Posted 11 April 2002 - 12:26 PM
Why do you care what they think? If you like the performance, you can certainly express your appreciation in proper form without giving a hoot about anonymous opinions. That's the good part about being an adult: unless one is being publicly rude or offensive, one doesn't need to worry about others' opinions.
I don't think people who fall asleep and snore throughout performances worry about how others are perceiving them.
Unless you were specifically *trying* to show off by using the proper case, and yes. that's a trifle jejeune. There are a lot of people who speak Italian and I don't think most people in an audience would give your expressions a second thought.
Posted 11 April 2002 - 04:04 PM
Posted 11 April 2002 - 07:26 PM
I once thought of proposing something on the same subject FF but chickened out for some reason. When the slough of despond between seasons becomes deep, I have thought again of proposing this subject.
I think that dancers generally like it when they get a good loud ovation full of Bravos, Bravas and Bravi. They notice it, damn right, and they acknowledge it.
Posted 12 April 2002 - 02:53 AM
I am more in the camp of vigorous and loud clapping. Now that I know the subtitles of the Italian, I may feel more inspired to put a voice to my opinions!

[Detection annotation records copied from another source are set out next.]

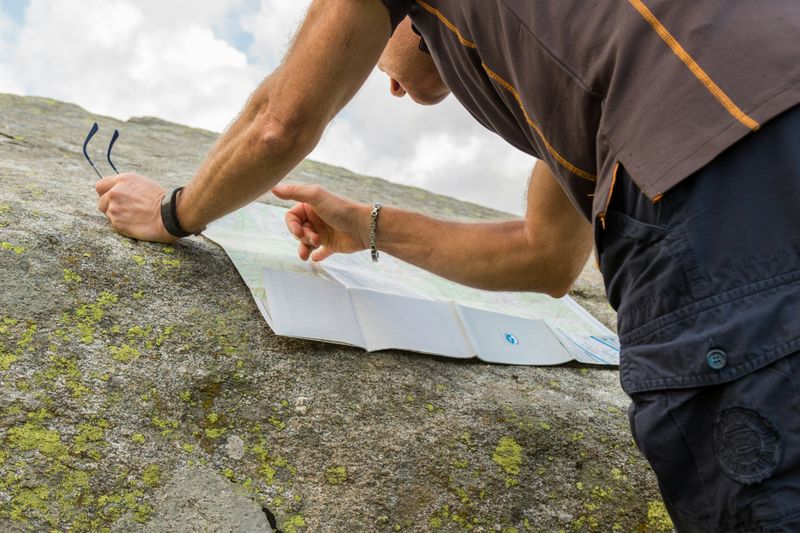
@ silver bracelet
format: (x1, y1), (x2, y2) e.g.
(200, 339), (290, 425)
(369, 202), (381, 263)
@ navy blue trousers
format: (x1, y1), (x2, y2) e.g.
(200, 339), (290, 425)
(596, 107), (800, 532)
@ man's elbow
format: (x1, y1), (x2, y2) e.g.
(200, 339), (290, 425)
(543, 278), (575, 298)
(251, 114), (322, 158)
(532, 254), (585, 298)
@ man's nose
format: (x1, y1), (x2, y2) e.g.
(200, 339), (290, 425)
(389, 78), (406, 98)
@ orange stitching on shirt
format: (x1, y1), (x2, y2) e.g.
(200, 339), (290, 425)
(481, 63), (597, 181)
(628, 0), (761, 131)
(597, 161), (619, 229)
(417, 0), (477, 48)
(416, 0), (597, 181)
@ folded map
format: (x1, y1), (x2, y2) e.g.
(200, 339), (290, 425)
(203, 203), (619, 365)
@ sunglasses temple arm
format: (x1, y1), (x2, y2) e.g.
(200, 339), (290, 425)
(106, 130), (119, 174)
(83, 122), (103, 179)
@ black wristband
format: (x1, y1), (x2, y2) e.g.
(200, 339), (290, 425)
(161, 187), (194, 238)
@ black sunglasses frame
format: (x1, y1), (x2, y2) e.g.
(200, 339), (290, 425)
(83, 122), (119, 179)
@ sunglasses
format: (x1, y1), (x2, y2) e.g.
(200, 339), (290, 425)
(83, 122), (119, 179)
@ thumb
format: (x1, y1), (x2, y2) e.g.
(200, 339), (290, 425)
(272, 184), (325, 204)
(311, 246), (336, 262)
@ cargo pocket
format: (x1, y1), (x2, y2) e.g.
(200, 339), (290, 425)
(630, 391), (711, 527)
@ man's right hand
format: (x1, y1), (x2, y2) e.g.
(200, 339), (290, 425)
(272, 185), (372, 261)
(95, 173), (178, 243)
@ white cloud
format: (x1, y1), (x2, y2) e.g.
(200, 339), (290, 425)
(0, 0), (532, 213)
(241, 0), (311, 69)
(0, 0), (261, 129)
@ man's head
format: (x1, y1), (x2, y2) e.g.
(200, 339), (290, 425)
(378, 18), (450, 105)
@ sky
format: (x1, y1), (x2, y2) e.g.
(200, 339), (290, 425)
(0, 0), (534, 214)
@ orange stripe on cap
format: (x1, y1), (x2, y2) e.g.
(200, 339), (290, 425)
(628, 0), (761, 131)
(416, 0), (597, 181)
(417, 0), (477, 48)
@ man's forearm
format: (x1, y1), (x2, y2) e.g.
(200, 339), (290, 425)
(377, 207), (576, 296)
(178, 80), (324, 231)
(172, 0), (390, 231)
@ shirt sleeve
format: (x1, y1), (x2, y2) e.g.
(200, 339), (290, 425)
(381, 0), (414, 33)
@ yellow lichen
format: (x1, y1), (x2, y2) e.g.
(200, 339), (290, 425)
(64, 268), (83, 283)
(283, 515), (306, 533)
(647, 501), (674, 532)
(109, 344), (141, 363)
(205, 428), (227, 439)
(0, 242), (25, 255)
(325, 466), (347, 485)
(142, 464), (161, 487)
(492, 437), (522, 476)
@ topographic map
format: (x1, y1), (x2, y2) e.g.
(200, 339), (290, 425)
(203, 203), (619, 365)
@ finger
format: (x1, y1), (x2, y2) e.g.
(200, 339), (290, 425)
(311, 246), (335, 262)
(284, 204), (305, 239)
(97, 193), (111, 214)
(94, 174), (123, 196)
(303, 222), (321, 248)
(272, 184), (330, 205)
(297, 242), (311, 261)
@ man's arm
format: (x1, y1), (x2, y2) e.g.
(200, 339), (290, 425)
(273, 161), (592, 297)
(97, 0), (390, 242)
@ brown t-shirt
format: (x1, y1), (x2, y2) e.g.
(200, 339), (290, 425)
(382, 0), (800, 220)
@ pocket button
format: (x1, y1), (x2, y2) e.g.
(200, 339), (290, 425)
(706, 350), (728, 370)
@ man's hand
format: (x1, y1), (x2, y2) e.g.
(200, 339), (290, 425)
(272, 185), (371, 261)
(95, 174), (178, 243)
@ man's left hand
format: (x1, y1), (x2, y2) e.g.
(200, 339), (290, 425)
(95, 173), (178, 243)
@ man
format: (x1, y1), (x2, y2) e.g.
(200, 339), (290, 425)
(97, 0), (800, 531)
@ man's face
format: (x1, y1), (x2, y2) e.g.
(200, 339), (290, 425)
(378, 18), (450, 105)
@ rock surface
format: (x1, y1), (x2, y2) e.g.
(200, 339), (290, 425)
(0, 95), (670, 533)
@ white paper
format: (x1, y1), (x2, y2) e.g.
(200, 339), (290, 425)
(204, 203), (619, 365)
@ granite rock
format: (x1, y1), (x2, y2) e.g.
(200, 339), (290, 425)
(0, 95), (670, 533)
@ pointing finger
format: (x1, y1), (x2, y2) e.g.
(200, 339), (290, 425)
(272, 184), (327, 204)
(97, 193), (111, 214)
(311, 246), (334, 262)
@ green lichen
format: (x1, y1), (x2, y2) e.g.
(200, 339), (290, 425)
(64, 268), (83, 283)
(108, 344), (142, 363)
(325, 466), (347, 485)
(647, 501), (674, 532)
(10, 486), (50, 522)
(67, 291), (119, 344)
(269, 416), (286, 431)
(150, 415), (178, 437)
(205, 428), (227, 439)
(283, 515), (306, 533)
(142, 464), (161, 488)
(0, 242), (25, 255)
(492, 437), (522, 476)
(0, 350), (19, 370)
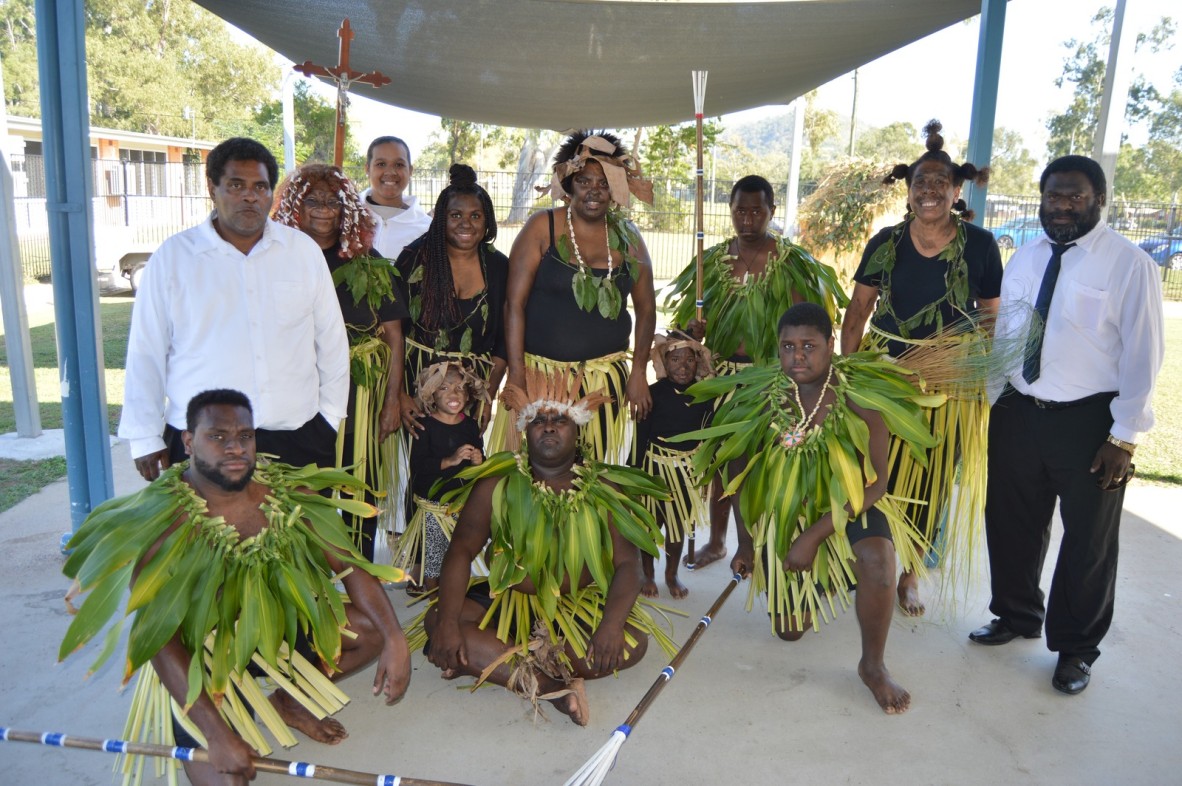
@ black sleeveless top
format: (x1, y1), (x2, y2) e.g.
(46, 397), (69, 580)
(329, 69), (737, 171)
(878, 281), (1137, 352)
(525, 205), (632, 363)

Posted 12 April 2002 - 05:33 PM
Posted 16 April 2002 - 02:44 PM
Once at a performance of "Carmen" at the Michigan Opera Theatre, the announcement that Singer A would not be performing but would be replaced by singer B was greeted with a single, very loud "Bravo". As it happens, singer B is a local favorite who is getting a name for herself in the extremely crowded ranks of mezzos, but the person was essentially applauding the illness of singer A. He should have been stabbed by Don Jose.
Posted 16 April 2002 - 03:49 PM
Posted 16 April 2002 - 04:14 PM
As it's been said: "There's no accounting for taste"...manners, though, are often learned...but not always! I was just rereading Victoria's post about the children's programs at Washington Ballet in which they're taught the appropriate terms and times to call one's approval out loud.
Doris, good for you for using your ability to notspend your money on the card shop's sexist wares! ;) Your reply made me laugh - many thanks for that on this hot Summer's day!
Posted 16 April 2002 - 04:32 PM
Posted 16 April 2002 - 04:37 PM
Posted 16 April 2002 - 04:38 PM
Posted 16 April 2002 - 06:31 PM
Posted 17 April 2002 - 01:45 AM
In France, people use only "bravo"; I think it's borrowed from Italian, but people use "bravo" whatever the gender or number of the people (and not "brava", "bravi" or "brave").